Why did the man ask the IPhone to marry him He was smoking weed

What's the difference between a hipster and a steaming pile of shit? Many things.

What do you get when you cross a Zebra with a Sheep? Hounded by a religious group for playing God.

a black guy, a handicap, a pervert, and a fat guy are sitting in at a booth in a bar... Your watching family guy

Man#1: Who's John? Man#2: John is John. Who else do you want him to be? Why do you ask stupid questions? Are you naturally this dumb? Do you like the questions I ask? Man#1: (Turns away as he is deeply offended by the man who rudely answered his question.)

roses are blue violets are red and just like you they're messed up in the head

A lawyer walks into a bar, and due to the repercussions of severe head trauma was never able to do so again.

your mom is so stupid that she is suffering from down's syndrome, and has a shorter life expectancy than normal people.

Why did the woman leave the kitchen.
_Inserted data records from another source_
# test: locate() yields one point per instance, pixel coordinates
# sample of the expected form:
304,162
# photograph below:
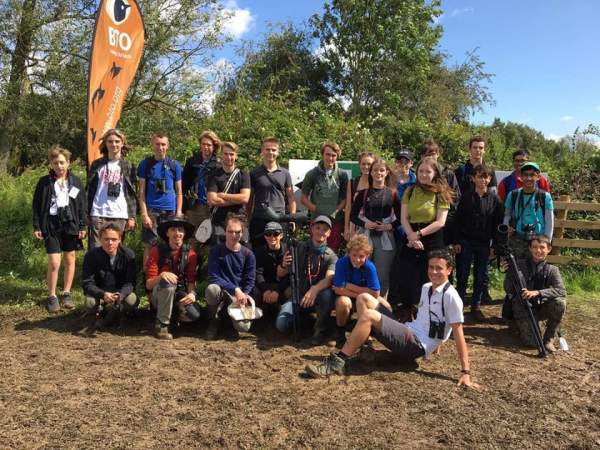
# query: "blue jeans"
478,254
324,304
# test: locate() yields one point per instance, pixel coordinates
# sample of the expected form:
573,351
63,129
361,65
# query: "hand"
412,236
146,221
287,260
169,277
270,297
465,380
188,299
309,298
110,297
240,297
526,294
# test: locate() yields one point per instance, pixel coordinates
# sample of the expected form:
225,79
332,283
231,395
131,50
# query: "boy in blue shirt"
355,274
160,192
529,211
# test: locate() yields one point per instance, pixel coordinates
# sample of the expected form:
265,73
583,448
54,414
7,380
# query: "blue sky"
544,53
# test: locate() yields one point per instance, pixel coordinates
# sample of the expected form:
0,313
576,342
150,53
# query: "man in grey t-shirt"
271,185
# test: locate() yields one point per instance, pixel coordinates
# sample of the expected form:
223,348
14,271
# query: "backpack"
540,202
150,161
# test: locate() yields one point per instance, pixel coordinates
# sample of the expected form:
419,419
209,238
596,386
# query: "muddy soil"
125,389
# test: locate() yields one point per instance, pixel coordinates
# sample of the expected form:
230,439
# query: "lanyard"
430,293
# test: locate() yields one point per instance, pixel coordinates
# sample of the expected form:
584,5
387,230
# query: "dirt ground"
59,389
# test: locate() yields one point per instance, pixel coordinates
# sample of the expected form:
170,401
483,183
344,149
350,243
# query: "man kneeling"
108,277
171,277
439,314
545,290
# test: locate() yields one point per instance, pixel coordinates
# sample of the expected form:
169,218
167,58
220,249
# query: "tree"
44,57
379,51
282,63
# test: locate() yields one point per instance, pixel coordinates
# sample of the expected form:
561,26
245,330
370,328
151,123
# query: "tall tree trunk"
18,73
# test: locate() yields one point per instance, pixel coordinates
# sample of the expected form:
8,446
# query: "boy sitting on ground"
439,315
355,274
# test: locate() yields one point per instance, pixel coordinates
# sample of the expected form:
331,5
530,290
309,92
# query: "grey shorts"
397,337
150,235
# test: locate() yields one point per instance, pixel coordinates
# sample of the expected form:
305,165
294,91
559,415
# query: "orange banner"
116,52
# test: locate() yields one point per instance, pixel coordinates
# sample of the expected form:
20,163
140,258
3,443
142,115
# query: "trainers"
212,330
65,300
549,346
162,332
52,304
332,365
486,298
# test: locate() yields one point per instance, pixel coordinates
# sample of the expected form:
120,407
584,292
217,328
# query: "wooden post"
559,232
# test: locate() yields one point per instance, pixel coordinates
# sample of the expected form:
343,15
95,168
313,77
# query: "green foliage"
282,63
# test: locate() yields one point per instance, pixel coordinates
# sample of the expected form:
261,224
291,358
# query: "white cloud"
459,12
238,21
554,137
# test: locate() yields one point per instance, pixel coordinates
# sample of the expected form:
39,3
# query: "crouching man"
231,276
109,277
545,290
316,267
439,315
171,277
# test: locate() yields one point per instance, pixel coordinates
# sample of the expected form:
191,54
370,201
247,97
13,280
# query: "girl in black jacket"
59,218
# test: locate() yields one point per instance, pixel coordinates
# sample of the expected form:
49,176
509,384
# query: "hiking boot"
65,300
332,365
52,305
213,330
162,332
340,337
549,346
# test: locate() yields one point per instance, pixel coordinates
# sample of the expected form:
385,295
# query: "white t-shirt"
60,199
453,308
103,205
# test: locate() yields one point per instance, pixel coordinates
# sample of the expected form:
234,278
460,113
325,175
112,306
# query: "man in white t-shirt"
111,188
439,315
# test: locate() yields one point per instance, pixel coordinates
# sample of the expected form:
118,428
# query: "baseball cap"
323,219
530,165
404,153
273,226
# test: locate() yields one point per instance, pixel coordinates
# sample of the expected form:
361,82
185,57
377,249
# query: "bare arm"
291,199
179,197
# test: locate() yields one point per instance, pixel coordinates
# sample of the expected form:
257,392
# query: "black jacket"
99,277
267,261
42,198
190,177
477,218
129,178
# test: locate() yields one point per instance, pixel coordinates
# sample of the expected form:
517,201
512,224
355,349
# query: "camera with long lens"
114,189
64,214
161,185
436,329
529,231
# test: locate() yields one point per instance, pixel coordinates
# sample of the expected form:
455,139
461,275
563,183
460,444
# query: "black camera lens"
114,189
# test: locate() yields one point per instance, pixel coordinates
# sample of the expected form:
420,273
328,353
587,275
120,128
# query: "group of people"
397,224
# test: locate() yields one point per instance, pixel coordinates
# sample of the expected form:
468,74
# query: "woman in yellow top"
423,216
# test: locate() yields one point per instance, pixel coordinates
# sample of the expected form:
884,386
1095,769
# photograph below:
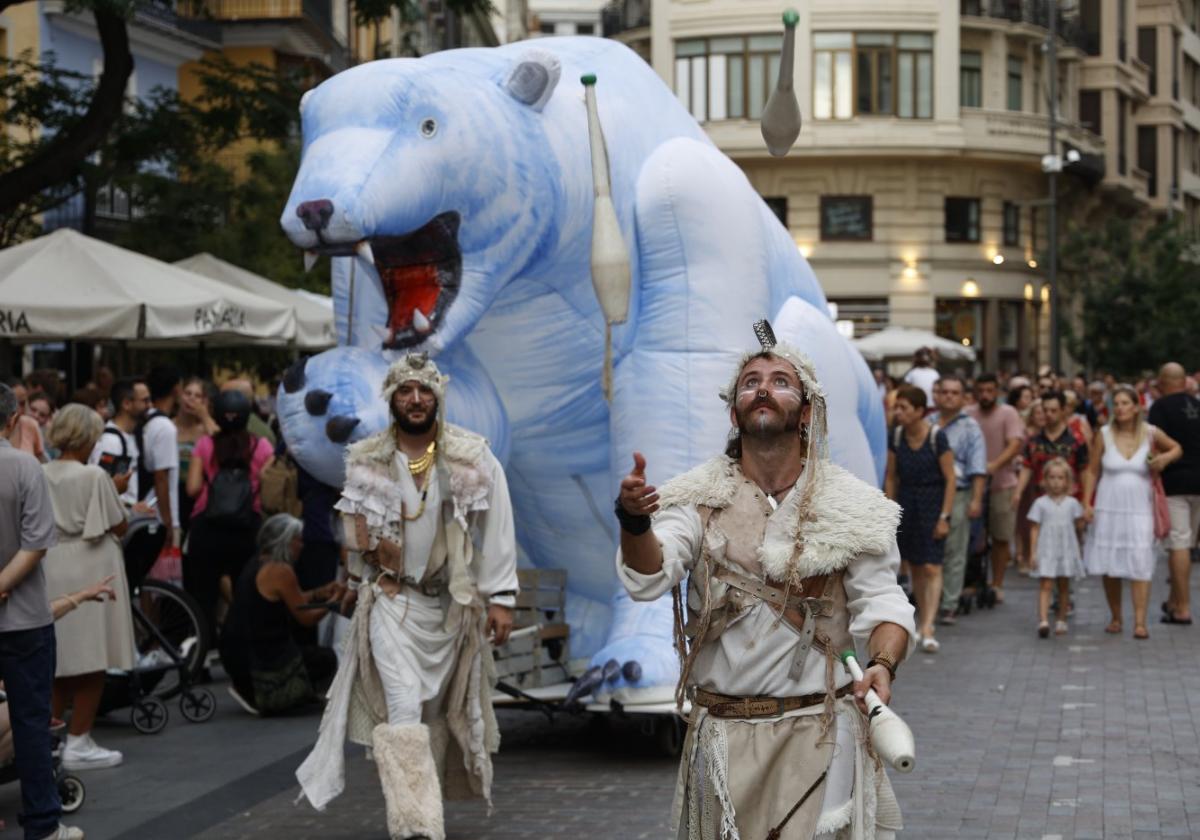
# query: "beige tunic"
741,778
97,635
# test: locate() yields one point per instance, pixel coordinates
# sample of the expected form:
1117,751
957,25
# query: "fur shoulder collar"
456,444
847,517
712,485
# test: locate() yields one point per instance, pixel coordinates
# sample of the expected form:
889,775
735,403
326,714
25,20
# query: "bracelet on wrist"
631,523
886,661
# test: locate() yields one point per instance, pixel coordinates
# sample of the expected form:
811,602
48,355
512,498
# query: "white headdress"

Its was her funeral

who likes to gets to get fisted A) sock puppets

hes climbing in your window, hes snatching your people up. Hes a fireman.

A Chinese, American, and German were all on the a boat sinking off the Border of the U.S. So the American called the U.S Coast Guard and they were rescued and taken to a nearby hospital. Two of the three members are still alive today and haunted by the memory of that day.

A bartender walks into a bar, and starts his shift.

Where does Charlie Sheen buy his clothes? Winners

A white man walks into a bar. He orders an alcoholic beverage, and thinks to himself, " that made me feel a lot better. He drives home in his Cadillac and takes a nice sleep until 7am, when he is supposed to work. He is an architect.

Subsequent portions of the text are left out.